In the transgenic arabidopsis of Fig. 8 .GhNAC1 overexpression, some are positioned at the expression analysis of VNDs and NSTs downstream gene

Form the monosaccharide component analysis of semicellulose in Fig. 9 .GhNAC1 transgenic arabidopsis blade

Among the figure: the 1MKOH analytical results shows: with respect to wild-type (WT), wood sugar (Xyl), glucose (Glu) and semi-lactosi (Gal) total amount all significantly raise in the overexpression GhNAC1 transgenic plant blade.4M KOH analytical results shows: relative wild-type (WT), wood sugar (Xyl), seminose (Man), glucose (Glu) and semi-lactosi (Gal) total amount all significantly raise in the overexpression GhNAC1 transgenic plant blade.

Embodiment:

The clone of the new gene GhANC1 of a cotton NAC family full length sequence identifies and functional analysis:

1, the isolation identification of GhNAC1 full length sequence and cDNA sequence thereof

From cotton fibre cDNA library, separate more than 10,000 cotton cDNA clone, carried out dna sequencing.Through bioinformatic analysis, obtain 10 GhNAC full length gene cDNA sequences, one of them called after GhNAC1.According to GhNAC1cDNA sequences Design primer GhNAC1 OEup and GhNAC1 OEdn, be template with the cotton genomic dna, adopt the round pcr amplification to obtain the DNA full length sequence of this gene.

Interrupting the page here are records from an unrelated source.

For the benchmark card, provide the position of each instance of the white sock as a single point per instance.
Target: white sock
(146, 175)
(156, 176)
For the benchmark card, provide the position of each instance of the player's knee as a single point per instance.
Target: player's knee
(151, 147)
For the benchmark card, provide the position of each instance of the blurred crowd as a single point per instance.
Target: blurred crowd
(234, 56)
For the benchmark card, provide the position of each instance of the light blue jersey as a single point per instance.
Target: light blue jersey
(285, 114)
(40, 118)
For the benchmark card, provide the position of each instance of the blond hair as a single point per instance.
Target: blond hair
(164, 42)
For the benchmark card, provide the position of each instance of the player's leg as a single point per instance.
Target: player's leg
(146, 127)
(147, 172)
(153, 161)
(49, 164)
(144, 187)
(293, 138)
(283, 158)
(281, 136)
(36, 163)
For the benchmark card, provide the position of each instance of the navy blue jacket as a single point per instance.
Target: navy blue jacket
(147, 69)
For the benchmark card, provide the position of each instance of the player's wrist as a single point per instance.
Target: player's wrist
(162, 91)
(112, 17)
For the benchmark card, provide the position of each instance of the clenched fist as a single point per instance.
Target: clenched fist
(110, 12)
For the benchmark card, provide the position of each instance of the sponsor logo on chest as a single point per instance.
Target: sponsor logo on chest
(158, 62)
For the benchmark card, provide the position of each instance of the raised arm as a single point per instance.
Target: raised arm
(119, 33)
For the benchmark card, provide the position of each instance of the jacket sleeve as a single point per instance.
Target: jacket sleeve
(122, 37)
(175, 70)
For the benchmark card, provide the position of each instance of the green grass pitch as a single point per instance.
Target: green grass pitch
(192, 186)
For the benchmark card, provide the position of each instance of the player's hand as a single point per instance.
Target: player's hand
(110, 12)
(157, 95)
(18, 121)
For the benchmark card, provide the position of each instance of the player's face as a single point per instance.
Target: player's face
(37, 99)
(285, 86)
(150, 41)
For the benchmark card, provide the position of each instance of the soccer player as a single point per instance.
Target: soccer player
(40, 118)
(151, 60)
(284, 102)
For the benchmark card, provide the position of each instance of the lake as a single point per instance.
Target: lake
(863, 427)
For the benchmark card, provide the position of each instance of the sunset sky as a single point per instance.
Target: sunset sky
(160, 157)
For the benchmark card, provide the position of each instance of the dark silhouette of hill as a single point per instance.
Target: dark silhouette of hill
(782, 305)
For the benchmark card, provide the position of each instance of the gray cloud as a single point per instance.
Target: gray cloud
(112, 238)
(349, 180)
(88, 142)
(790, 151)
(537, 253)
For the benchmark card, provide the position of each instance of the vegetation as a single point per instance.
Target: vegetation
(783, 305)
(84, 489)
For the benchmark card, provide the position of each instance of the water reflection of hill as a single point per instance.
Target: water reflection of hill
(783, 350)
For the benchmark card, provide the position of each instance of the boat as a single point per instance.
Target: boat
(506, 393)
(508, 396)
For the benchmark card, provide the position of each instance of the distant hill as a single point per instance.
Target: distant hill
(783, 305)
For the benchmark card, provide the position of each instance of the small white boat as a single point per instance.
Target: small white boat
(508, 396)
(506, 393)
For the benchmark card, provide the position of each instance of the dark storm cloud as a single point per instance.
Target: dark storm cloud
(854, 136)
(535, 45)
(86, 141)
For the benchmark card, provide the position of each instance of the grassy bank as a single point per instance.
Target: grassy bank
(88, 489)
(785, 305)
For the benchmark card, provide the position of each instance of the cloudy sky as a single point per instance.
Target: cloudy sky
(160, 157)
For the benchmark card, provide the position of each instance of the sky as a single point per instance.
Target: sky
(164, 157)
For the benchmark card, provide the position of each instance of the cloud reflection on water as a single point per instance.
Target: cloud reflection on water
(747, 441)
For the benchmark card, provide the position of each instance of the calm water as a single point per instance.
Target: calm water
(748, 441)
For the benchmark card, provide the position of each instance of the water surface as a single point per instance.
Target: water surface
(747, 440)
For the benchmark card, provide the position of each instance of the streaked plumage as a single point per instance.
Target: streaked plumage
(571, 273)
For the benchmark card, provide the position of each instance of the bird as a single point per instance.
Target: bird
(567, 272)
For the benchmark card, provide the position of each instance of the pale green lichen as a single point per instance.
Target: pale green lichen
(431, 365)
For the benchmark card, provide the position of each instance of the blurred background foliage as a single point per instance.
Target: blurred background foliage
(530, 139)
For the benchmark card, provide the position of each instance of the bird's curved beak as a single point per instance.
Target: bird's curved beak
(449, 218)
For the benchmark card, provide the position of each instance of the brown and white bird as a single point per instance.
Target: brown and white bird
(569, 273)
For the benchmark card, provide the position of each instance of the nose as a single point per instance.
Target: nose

2. quantitative RT-PCR is analyzed the GhNAC1 expression of gene

(1) total RNA of cotton tissue extracts and (presses Li XB; Cai L; Cheng NH; Liu JW, 2002.Molecular characterization of the cotton GhTUB1 gene that preferentially expressed in fiber.Plant Physiol.130:666-674 carries out).

(2) real-time fluorescence quantitative RT-PCR research expression of gene is (according to Li XB; Fan XP; Wang XL; Cai L, Yang WC, 2005.The Cotton ACTIN1 gene is functionally expressed in fibers and participates in fiber elongation.Plant Cell 17:859-875 carries out).At first, with total RNA (2 μ g/ appearance) of cotton different tissues (root, hypocotyl, cotyledon, leaf, petal, flower pesticide, the

bloom

0 and 10 day ovule in back, bloom back 3 days fibers, 6 days fibers, 9 days fibers, 12 days fibers, 15 days fibers, 18 days fibers, 20 days fibers etc.) with M-MLV RNase H ^-Reverse Transcriptase (Promega) reverse transcription becomes cDNA; Then, be template with cDNA, (TOYOBO Japan) carries out the quantitative PCR reaction with the primer (GhNAC1 RTP1 and GhNAC1 RTP2) of gene specific and Real-time PCR Master Mix.Cotton GhUBI1 gene is as the interior mark of RT-PCR reaction, and each round-robin amplification of target gene is all by the SYBR-Green fluoroscopic examination.The horizontal relative value of each expression of gene is Y=10 by formula ^{Δ Ct/3.57}* 100% calculate (Δ Ct=CtGhUBI1-CtGhNAC1 wherein, the 3.57th, utilize the inverse of slope among the typical curve y=-0.28x+9.87 of GhUBI1 preparation, expression genetic expression differs 10 times PCR cycle number).Repeat the statistical study experimental result 3 times.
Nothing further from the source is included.